Money flows in the other direction, too: since the collapse of the USSR, Russian businessmen and officials have moved at least $1 trillion out of Russia. The former have generally done so legally and the latter—illegally. The lion’s share of this money has ended up in Swiss banks, but German, Austrian, and Cypriot banks also have significant Russian holdings.
Russian media outlets estimate that Russian citizens have bought at least 500,000 houses and apartments in Europe (primarily in Eastern Europe). Though this number might be exaggerated, Russians are clearly major players in European real estate markets.
Although the rhetoric surrounding sanctions has become antagonistic in Moscow and European capitals, and the Russian government is using the sanctions as an excuse for the country’s economic decline, the real effect of the sanctions has been relatively minimal. For example, falling oil prices have inhibited the development of expensive oil projects, so exploratory technologies that Russia can no longer import because of the European sanctions regime have become unnecessary.
Russia responded to European sanctions by prohibiting the importation of a number of agricultural products. This measure was touted as promoting import substitution and punishing the Europeans, but in actuality it produced temporary shortages, a considerable decrease in the quality of foodstuffs, and a spike in prices.
Unable to replace sanctioned goods with domestically produced ones, Russia is now buying many food products from new suppliers. A number of countries, as well as informal groups within Russia, are making money smuggling sanctioned goods into Russia; all they need to do is print and affix new labels on European goods.
Even though sanctions have had some effect on the Russian economy, it could have been much, much worse. The fact that the Ukraine crisis and the anti-EU propaganda coming out of Russia have not caused major changes in trade relations with Europe suggests that European capitals want to keep political relations separate from economic ones.

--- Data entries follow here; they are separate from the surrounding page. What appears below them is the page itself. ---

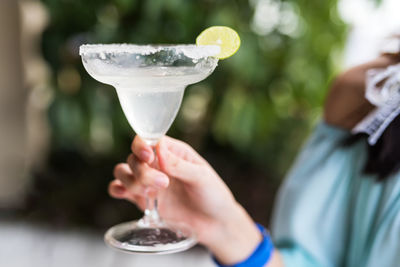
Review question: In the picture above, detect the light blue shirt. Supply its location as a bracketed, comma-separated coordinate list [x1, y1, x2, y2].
[271, 123, 400, 267]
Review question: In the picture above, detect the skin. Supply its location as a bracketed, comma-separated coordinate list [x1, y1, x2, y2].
[109, 55, 399, 267]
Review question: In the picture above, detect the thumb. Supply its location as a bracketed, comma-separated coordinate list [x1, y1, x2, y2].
[156, 141, 204, 183]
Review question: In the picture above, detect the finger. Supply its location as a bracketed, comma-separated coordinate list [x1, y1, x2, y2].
[127, 154, 169, 188]
[157, 141, 204, 183]
[131, 135, 154, 163]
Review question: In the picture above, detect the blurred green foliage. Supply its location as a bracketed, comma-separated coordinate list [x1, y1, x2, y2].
[42, 0, 346, 180]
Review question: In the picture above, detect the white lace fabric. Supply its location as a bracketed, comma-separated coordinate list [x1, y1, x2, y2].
[352, 64, 400, 145]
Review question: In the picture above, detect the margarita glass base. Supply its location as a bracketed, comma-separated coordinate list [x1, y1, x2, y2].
[104, 218, 197, 254]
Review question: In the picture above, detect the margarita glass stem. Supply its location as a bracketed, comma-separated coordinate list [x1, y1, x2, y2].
[142, 142, 162, 225]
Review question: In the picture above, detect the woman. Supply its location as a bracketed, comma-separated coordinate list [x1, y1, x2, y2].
[109, 51, 400, 267]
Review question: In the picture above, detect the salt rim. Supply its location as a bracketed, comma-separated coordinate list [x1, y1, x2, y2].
[79, 44, 221, 59]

Still, in the coming years, Russia will import less and less European goods, largely due to the country’s continued economic stagnation. In view of the sharp drop in the influx of foreign currency, Russia will gradually replace higher-quality, expensive European goods with cheaper, lower-quality goods from China and elsewhere. Over time, some Russian regions will revert to producing certain equipment, as they did in Soviet times—the automotive sector, for example, may be revived to a certain extent.
These processes will continue independently of political developments, regardless of whether Ukraine joins the EU or orients itself toward Russia. Trade relations between the EU and Russia will likely remain stable for many years, though the overall volume of bilateral trade will gradually contract. The EU will grow less dependent on Russia for energy security, while Russia will become less reliant on European finance, industry, and infrastructure.